Le problème réside dans le fait que nous ne puissions pas être certains de ce que nous réserve l’avenir en terme de mœurs et de culture. Peut-être que dans un futur éloigné, un crâne et des os croisés seront bien vus, signalant un repère de la tombe d’une personne importante pouvant contenir un trésor. C’est bien ce qui se produit de nos jours avec les tombeaux des pharaons et rois que l’on ne se gène pas de profaner au nom de l’histoire et de la science.
Si l’on essaie d’adopter d’autres moyens pour signaler le danger comme placer des piques acérés à l’endroit du danger cela pourrait encore avoir l’effet inverse et attirer les peuples futurs, car sans doute seront-ils aussi curieux que nous le sommes ?
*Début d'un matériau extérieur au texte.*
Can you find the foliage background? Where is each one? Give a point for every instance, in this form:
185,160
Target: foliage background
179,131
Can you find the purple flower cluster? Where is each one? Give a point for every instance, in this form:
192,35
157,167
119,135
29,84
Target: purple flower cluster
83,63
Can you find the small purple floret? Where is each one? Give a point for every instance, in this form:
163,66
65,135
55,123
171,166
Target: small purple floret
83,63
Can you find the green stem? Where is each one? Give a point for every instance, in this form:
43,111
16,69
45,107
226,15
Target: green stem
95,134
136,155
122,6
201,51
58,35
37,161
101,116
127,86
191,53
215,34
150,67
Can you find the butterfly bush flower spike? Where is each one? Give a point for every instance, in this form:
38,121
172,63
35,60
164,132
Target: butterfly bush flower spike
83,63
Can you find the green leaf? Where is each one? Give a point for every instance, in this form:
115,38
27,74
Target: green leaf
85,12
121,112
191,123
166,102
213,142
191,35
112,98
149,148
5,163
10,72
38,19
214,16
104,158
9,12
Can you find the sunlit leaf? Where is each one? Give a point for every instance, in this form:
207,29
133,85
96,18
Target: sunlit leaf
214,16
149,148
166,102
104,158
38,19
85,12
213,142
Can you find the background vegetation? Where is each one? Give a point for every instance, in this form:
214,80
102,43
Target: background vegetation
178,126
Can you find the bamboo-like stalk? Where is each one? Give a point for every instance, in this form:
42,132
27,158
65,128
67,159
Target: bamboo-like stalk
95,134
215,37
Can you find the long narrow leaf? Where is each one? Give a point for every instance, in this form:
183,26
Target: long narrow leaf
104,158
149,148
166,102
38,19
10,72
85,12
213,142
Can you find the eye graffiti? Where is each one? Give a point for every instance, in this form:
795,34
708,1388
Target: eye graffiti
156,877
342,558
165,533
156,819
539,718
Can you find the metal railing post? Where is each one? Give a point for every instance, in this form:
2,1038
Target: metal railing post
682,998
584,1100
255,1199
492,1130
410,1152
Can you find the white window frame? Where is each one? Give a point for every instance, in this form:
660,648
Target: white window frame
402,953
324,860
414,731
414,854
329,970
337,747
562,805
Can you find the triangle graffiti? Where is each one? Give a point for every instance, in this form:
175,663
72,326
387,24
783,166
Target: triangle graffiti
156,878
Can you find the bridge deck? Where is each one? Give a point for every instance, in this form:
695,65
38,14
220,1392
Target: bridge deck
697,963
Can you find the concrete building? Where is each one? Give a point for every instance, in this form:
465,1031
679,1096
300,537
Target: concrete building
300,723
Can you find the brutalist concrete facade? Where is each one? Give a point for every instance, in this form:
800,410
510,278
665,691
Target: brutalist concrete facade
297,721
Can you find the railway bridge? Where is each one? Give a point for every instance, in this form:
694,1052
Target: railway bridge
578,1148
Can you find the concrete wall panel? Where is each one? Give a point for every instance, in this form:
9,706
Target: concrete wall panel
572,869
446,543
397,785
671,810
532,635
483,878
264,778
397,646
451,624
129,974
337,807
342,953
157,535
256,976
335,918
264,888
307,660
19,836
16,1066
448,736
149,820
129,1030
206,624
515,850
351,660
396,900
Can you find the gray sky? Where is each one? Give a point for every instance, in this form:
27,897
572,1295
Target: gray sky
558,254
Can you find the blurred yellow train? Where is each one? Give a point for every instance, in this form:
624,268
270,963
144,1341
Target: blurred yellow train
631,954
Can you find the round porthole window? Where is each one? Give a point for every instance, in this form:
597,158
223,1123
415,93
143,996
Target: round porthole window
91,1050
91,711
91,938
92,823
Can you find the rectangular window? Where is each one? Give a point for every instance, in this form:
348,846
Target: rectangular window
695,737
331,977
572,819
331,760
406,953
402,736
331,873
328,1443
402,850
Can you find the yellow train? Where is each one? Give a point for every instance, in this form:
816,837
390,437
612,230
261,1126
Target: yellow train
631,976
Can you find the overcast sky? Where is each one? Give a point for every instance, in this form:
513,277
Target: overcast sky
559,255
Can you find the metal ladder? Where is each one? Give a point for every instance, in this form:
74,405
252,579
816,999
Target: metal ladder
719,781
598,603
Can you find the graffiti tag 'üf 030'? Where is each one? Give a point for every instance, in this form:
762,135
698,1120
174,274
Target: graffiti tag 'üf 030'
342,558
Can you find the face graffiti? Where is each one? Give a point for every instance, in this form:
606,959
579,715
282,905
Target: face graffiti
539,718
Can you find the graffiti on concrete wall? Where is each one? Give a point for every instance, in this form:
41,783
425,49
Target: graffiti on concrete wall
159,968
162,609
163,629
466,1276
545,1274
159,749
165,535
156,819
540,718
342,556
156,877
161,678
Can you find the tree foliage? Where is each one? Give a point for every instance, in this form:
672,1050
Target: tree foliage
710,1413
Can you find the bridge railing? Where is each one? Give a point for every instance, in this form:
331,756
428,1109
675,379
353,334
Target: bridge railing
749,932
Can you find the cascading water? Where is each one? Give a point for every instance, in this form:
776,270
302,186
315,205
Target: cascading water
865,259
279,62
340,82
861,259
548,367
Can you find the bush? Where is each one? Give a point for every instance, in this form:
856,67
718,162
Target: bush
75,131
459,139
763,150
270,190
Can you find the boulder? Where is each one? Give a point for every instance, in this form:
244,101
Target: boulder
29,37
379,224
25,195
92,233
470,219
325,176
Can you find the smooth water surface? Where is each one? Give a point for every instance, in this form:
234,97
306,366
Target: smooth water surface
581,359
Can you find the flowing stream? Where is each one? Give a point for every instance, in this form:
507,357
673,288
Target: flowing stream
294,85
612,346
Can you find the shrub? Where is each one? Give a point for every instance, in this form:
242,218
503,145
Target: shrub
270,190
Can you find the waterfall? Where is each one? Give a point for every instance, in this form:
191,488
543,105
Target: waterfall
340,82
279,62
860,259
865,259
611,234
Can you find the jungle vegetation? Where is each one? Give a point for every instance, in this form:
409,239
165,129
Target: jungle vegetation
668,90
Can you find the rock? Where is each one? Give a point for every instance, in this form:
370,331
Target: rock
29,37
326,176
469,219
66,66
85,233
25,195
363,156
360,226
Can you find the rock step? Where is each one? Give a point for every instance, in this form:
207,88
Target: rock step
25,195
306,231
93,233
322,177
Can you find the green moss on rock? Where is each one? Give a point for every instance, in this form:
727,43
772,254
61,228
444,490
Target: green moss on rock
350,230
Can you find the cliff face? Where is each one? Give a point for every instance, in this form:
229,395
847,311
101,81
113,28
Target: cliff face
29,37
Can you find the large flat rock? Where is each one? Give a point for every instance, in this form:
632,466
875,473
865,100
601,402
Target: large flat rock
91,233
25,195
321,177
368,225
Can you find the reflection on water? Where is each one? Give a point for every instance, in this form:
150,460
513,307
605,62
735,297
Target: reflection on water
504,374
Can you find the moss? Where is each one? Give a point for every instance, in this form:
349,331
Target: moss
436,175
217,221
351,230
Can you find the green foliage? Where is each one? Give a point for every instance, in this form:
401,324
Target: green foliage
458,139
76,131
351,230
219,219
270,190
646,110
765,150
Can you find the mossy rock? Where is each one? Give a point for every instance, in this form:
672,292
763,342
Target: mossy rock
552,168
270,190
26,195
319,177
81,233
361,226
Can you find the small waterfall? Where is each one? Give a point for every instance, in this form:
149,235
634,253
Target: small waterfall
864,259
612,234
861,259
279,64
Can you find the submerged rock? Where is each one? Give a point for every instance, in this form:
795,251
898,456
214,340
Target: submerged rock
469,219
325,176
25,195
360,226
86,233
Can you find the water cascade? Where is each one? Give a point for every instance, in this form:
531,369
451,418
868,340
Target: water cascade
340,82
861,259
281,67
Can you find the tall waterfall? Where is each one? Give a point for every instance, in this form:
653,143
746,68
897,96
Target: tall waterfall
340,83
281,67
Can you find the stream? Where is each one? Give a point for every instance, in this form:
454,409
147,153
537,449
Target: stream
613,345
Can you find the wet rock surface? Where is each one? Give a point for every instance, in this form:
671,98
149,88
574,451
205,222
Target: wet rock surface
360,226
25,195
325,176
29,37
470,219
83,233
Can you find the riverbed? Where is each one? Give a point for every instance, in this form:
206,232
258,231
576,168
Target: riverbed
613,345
Une autre idée est celle du sémioticien Thomas Sebeok dans un rapport publié pour le Bureau de l’isolement des déchets nucléaires en 1984. Sachant les risques d’un changement imminent au niveau de la langue et de la culture au bout de 10 000 ans, Sebeok a recommandé que l’avertissement contienne un « méta-message » indiquant que tous les 250 ans, ce signal de danger devrait être ré-encodé selon les stratégies de communication de leur époque. Mais ceci n’empêche pas le doute de planer, car qu’est-ce qui nous certifie que les gens du futur se conformeront à cela ?
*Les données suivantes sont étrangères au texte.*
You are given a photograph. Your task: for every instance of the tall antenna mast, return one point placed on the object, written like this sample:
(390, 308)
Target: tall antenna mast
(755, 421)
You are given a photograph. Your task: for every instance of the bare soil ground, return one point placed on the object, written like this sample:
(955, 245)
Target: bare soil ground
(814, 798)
Sebeok explique que la meilleure chance de succès de ce plan serait de créer tout un folklore qui sera transmis par des rituels et des légendes. Telle une mythologie supervisée par un « sacerdoce atomique » où un groupe de scientifiques connaissant les réels dangers vont encourager le développement d’un tabou culturel profond et la crainte des conséquences désastreuses de la non-conformité. Ainsi, même si l’origine de ce sacerdoce devait être oubliée et que les légendes et les histoires se transforment en quelque chose d’autre, il y a une chance qu’une superstition et une aura de danger persiste et offre une certaine protection.
Nous pouvons citer l’exemple actuel du plus grand dramaturge anglais dont la malédiction portée à l’épitaphe présente sur son tombeau dissuade quiconque depuis bientôt 400 ans de la profaner : « Mon ami, pour l’amour du Sauveur, abstiens-toi de creuser la poussière déposée sur moi. Béni soit l’homme qui épargnera ces pierres. Et maudit soit celui violant mon ossuaire ».
Ces solutions ne constituent toujours aucune garantie concernant l’interprétation des messages que nous nous efforçons de laisser et nous ne pouvons qu’espérer que l’on trouve enfin les bonnes directives afin d’éviter toute catastrophe dans l’avenir.